Comparative example 2
This comparative example is inquired into, and carries out two sections of warm area heat treatments using the solution system without ethylene glycol, concrete operations are as follows:
Will measure than Li: Mn: P: HMT=3: 1: 1: 1.5, weigh 0.06mol lithium chloride, 0.02mol manganese chloride,
0.02mol phosphoric acid (85%) and 0.03mol hexa are distinguished lithium chloride, four chloride hydrate manganese and hexa-methylene molten
In 20ml deionized water, stirring and dissolving;Phosphoric acid solution is instilled in the manganese chloride solution in stirring, then by lithium chloride solution
It instills wherein, finally instills hexa solution, stirring 30min obtains mixed solution;Solution shifts the high pressure for setting 180ml
Autoclave is placed in 80 DEG C of heat preservations 2h, 180 DEG C of heat preservation 10h in baking oven, takes out autoclave after cooling by reaction kettle, from
Heart slurry washes twice reactant with deionized water and dehydrated alcohol respectively, and the material after washing is placed at 65 DEG C of baking oven
Drying;Material after drying is taken into 1g, weighs the glucose of 0.3g, after being mixed and dried under suitable alcohols, under an argon atmosphere 600
DEG C calcining 4h, be made composite positive pole.The attached drawing of material made from the comparative example is shown in Figure 11, deionized water as solvent, from
Son diffusion faster, crystal grow up become apparent from synthesis material particle size be several microns more than, it is very fine and close, porous classification cannot be formed
Nano-micro structure.The material prepared charge-discharge test under 0.1C multiplying power only has 104.3mAh/g.

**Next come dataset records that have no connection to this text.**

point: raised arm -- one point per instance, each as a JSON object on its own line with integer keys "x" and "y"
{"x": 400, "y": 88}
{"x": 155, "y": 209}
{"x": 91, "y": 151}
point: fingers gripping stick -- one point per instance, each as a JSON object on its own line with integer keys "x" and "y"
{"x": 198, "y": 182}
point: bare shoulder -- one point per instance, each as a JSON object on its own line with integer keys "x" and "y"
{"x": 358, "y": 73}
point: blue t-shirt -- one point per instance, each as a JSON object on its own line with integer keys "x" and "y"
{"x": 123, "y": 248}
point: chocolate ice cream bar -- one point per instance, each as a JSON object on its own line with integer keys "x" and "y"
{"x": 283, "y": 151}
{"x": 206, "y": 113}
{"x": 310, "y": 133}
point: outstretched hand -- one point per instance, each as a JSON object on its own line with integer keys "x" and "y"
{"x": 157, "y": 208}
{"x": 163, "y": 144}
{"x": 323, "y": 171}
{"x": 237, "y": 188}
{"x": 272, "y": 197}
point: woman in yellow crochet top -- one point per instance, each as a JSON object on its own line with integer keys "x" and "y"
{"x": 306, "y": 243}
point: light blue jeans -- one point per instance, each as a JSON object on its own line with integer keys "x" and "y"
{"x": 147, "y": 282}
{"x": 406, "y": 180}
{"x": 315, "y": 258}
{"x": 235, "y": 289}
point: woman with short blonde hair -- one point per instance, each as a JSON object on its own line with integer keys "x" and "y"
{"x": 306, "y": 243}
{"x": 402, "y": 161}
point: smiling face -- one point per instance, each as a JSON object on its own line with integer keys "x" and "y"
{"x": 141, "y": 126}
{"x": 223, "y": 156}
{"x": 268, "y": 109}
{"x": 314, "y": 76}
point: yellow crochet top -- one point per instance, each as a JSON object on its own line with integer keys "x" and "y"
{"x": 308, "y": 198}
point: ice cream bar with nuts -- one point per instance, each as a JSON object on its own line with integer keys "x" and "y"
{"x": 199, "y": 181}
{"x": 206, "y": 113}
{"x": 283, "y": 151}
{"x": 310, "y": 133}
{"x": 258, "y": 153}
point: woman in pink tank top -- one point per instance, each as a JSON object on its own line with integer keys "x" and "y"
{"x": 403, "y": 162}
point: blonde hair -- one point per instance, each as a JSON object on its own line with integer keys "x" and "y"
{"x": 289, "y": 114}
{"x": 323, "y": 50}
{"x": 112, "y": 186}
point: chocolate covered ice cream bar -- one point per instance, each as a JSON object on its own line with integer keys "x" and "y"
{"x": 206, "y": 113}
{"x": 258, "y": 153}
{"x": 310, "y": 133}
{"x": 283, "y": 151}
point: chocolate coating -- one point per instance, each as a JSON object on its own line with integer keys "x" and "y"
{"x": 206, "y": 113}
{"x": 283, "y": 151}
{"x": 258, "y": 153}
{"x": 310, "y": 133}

It is found by above embodiments and comparative example, using HMT as mineralizer, solution atmosphere of the cooperation containing ethylene glycol
Under, two sections of warm areas heat treatment is carried out, the lithium manganese phosphate material with excellent electric property is made in the performance of controllable prepared material
Material.
Claims (10)
1. it is a kind of with receive differential level structure lithium manganese phosphate material preparation method, which is characterized in that will include manganese source, lithium
Source, phosphorus source, hexamethylenetetramine, ethylene glycol material solution be heat-treated at 70 DEG C~80 DEG C in advance, then again 160 DEG C~
Solvent heat obtains at 200 DEG C.
2. preparation method as described in claim 1, which is characterized in that the mole of hexamethylenetetramine is 0.5-2.5 times of phosphorus
Sour manganese lithium.
3. preparation method as described in claim 1, which is characterized in that manganese source is manganese chloride, manganese acetate and manganese nitrate, manganese sulfate
At least one of;
Lithium source is at least one of lithium nitrate, lithium chloride and lithium acetate;
Phosphorus source is at least one of lithium dihydrogen phosphate, phosphoric acid.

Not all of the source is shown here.